Все получилось, как предсказал им тот инвалид-афганец во время Мишкиного дня рождения. О подрастающем поколении позаботились. Нашлись такие смелые и умелые. Вот уже Ромкины приятели, чуть-чуть только его постарше, отправились воевать в Чечню. Можно подумать, они или их матери этого хотели. Всю жизнь мечтали: дайте сразиться за правое дело. Ребята еле подросли в полуголодном мире девяностых. Воевать не готовились, ни против кого ничего не имели. И многим даже не сказали, куда их везут, известное дело. Привезли куда-то: здрассьте, вы в Чечне.

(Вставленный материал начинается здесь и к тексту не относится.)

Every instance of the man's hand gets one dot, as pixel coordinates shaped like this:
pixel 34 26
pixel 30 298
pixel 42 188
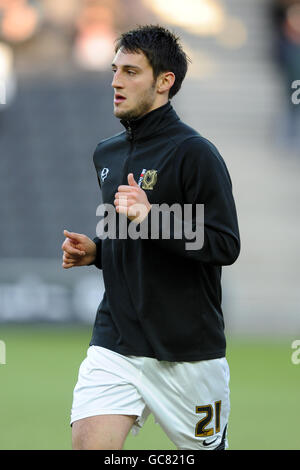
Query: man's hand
pixel 132 201
pixel 78 250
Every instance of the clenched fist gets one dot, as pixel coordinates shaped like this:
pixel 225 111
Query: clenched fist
pixel 78 250
pixel 132 201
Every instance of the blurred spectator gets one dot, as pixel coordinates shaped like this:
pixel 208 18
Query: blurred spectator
pixel 7 76
pixel 286 18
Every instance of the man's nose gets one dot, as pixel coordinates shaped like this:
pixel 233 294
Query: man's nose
pixel 116 82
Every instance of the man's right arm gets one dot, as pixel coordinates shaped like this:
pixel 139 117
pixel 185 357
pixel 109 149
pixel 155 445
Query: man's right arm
pixel 98 259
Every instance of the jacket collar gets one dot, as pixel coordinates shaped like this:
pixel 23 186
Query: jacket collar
pixel 150 123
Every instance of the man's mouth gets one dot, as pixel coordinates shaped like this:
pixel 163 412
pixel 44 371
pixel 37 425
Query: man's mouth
pixel 119 98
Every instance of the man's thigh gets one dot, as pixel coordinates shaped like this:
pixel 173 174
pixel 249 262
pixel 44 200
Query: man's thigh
pixel 190 400
pixel 106 403
pixel 101 432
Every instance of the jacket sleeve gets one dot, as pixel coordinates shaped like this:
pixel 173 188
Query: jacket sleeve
pixel 203 179
pixel 97 240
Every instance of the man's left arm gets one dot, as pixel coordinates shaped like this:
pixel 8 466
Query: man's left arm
pixel 204 180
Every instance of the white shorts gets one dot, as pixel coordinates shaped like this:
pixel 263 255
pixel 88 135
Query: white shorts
pixel 190 400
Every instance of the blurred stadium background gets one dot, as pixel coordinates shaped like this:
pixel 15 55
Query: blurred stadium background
pixel 55 106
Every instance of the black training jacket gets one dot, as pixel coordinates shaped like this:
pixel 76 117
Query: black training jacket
pixel 162 300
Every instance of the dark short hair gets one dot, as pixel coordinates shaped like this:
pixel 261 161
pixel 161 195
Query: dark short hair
pixel 162 49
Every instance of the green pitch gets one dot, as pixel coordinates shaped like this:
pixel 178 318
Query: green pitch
pixel 37 381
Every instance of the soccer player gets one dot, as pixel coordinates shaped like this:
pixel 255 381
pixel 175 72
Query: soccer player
pixel 158 344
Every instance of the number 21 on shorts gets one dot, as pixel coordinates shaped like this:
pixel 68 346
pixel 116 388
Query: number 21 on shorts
pixel 201 429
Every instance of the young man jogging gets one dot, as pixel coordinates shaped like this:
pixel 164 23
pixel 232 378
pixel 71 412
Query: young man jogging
pixel 158 343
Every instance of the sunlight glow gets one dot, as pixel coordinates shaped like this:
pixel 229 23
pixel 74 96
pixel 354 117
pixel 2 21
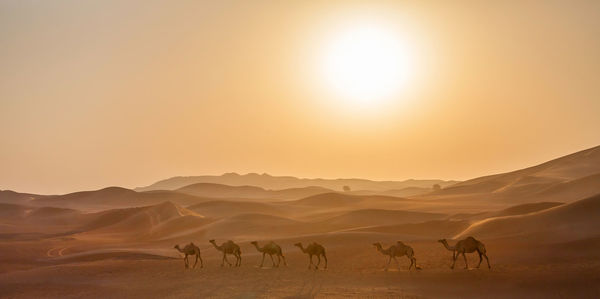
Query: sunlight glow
pixel 367 65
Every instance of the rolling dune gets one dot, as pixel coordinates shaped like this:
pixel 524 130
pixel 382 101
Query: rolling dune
pixel 577 220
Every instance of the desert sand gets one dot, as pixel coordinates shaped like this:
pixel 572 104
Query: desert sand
pixel 540 227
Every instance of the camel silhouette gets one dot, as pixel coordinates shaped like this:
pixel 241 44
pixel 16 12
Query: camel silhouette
pixel 314 249
pixel 190 249
pixel 229 248
pixel 398 250
pixel 467 245
pixel 271 249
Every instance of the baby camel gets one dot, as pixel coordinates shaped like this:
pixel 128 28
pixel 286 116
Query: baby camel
pixel 190 249
pixel 271 249
pixel 314 249
pixel 467 245
pixel 398 250
pixel 229 248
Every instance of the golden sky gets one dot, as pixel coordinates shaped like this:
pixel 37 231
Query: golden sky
pixel 99 93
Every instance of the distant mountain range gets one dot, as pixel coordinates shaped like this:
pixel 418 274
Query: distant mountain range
pixel 267 181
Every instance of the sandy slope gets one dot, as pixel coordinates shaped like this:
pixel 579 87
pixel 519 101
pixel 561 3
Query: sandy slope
pixel 564 179
pixel 577 220
pixel 118 243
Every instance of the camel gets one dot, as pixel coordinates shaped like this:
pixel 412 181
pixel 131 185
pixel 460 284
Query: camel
pixel 229 248
pixel 467 245
pixel 271 249
pixel 190 249
pixel 314 249
pixel 398 250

Возвращались оттуда ребята другими. Рассказывали страшные вещи, скрипели зубами. Вспоминали погибших друзей.
Однажды Саша с младшим сыном шли в гости, остановились у киоска цветочки купить. Вдруг Мишку кто-то тронул снизу за штанину, словно ребенок какой. Они глянули вниз: на них смотрел красивый парень, совсем молодой. Он сидел на низенькой инвалидской тележечке. Ног у него не было вообще. Попросил закурить. Саша ему, конечно, все, что были, деньги отдала. Мишка смотрел на него, как безумный. Просто стоял и смотрел. А парень рукой махнул и говорит: «Чечня, братишка».
Такие, брат, дела.
После этой встречи Саша особенно остро почувствовала, что родила детей на съедение государству. Почему-то Родина и государство в единое целое не складывались. Родина сидела в сердце – не отодрать, всеми тысячами ее древних предков. Государство затаилось и подстерегало зазевавшегося.
Была, была мысль уехать, глядя на то, как отъезжают другие. Ради детей. Да вот дети отказались наотрез:
– Еще чего! Это наша земля. Если мы уедем, кто здесь будет жить?